Marcelo Odebrecht, presidente do Grupo Odebrecht, foi preso preventivamente a 19 de junho de 2015 e condenado a 10 anos de prisão. Marcelo é um dos 77 gestores da construtora que fez acordo de delação premiada com a Justiça. (Heuler Andrey/AFP/Getty Images)

Todos estes nomes têm sido apontados na comunicação social como estando ligados ao esquema de corrupção que permitiu às principais construtoras brasileiras, como a Odebrecht, ganhar obras adjudicadas pela petrolífera estatal Petrobral. Todos eles negaram em declarações aos órgãos de comunicação social qualquer irregularidade.

De acordo com um fuga de informação que terminou nos media brasileiros no início de dezembro, Cláudio Melo Filho (ex-diretor de Relações Internacionais da Odebrecht), terá afirmado ao Ministério Público Federal que a construtora terá pago ‘luvas’ de cerca de 88 milhões de reais (cerca de 26,3 milhões de euros) a um conjunto de políticos para obter decisões favoráveis para a empresa. Alegadamente, o PMDB, partido de Michel Temer, terá sido o principal beneficiado nesses pagamentos que terão ocorrido entre 2006 e 2014.

As investigações contra membros do Governo, do Congresso ou do Senado decorrerão no Supremo Tribunal Federal. Isto porque a lei brasileira impõe foro privilegiado para esses titulares de cargos políticos. Isto é, só podem ser investigados, acusados e julgados pela cúpula do sistema judicial brasileiro e não pelos tribunais de primeira instância.

Números da Operação Lava Jato

A Operação Lava Jato iniciou-se no Estado do Paraná em 2014 e desde então tem concentrado a atenção da imprensa brasileira. Os acordos de delação premiada, que permitem que o Ministério Público Federal possa negociar penas com os arguidos a troco de informações documentais e testemunhais, têm sido essenciais para a rapidez das acusações e condenações.

Num comunicado emitido pelo Ministério Público Federal do Paraná no final de 2016, foi feito um balanço que demonstra a importância desta investigação e onde os acordos de delação premiada têm um importância fundamental:

  • Em quase 3 anos, foram fechados 71 acordos de colaboração premiada;
  • Foram concluídas 56 acusações contra 259 pessoas;
  • Até dezembro de 2016, foram decretadas 120 condenações;
  • Somadas as penas, as mesmas contabilizam 1.267 anos, 2 meses e 1 dia;
  • Os crimes revelados relacionam-se com subornos pagos a responsáveis da Petrobras e a responsáveis políticos que chegam aos 6,4 mil milhões de reais (cerca de 1,9 mil milhões de euros), tendo provocado um prejuízo que terá ultrapassado cerca de 40 biliões de reais (cerca de 12 mil milhões de euros).
  • Desse montante, já foram recuperados cerca de 10,1 mil milhões de reais (cerca de 3 mil milhões de euros) por parte do Ministério Público Federal através dos acordos de delação premiada estabelecidos com os arguidos.

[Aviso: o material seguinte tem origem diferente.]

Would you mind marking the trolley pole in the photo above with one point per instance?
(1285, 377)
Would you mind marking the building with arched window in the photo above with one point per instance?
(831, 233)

Odebrecht já aceitou pagar mais de 2 mil milhões de euros de multas

A construtora Odebrecht, por exemplo, poderá ter de pagar cerca de 500 milhões de reais (cerca de 150 milhões de euros) de indemnização ao Ministério Público Federal pelas delações premiadas dos seus 77 gestores. As indemnizações derivam do fato de a empresa e os seus gestores, entre os quais o presidente Marcelo Odebrecht, reconhecerem que a empresa terá aderido e implementado um esquema de corrupção para ganhar obras públicas da Petrobras.

Além desse valor, que não entram nas contas do Ministério Público Federal apuradas no final de 2016, a Odebrecht já terá fechado acordos globais com as autoridades judiciárias dos Estados Unidos e Suíça para pagar mais 6,8 biliões de reais (cerca de 2 mil milhões de euros) por práticas idênticas.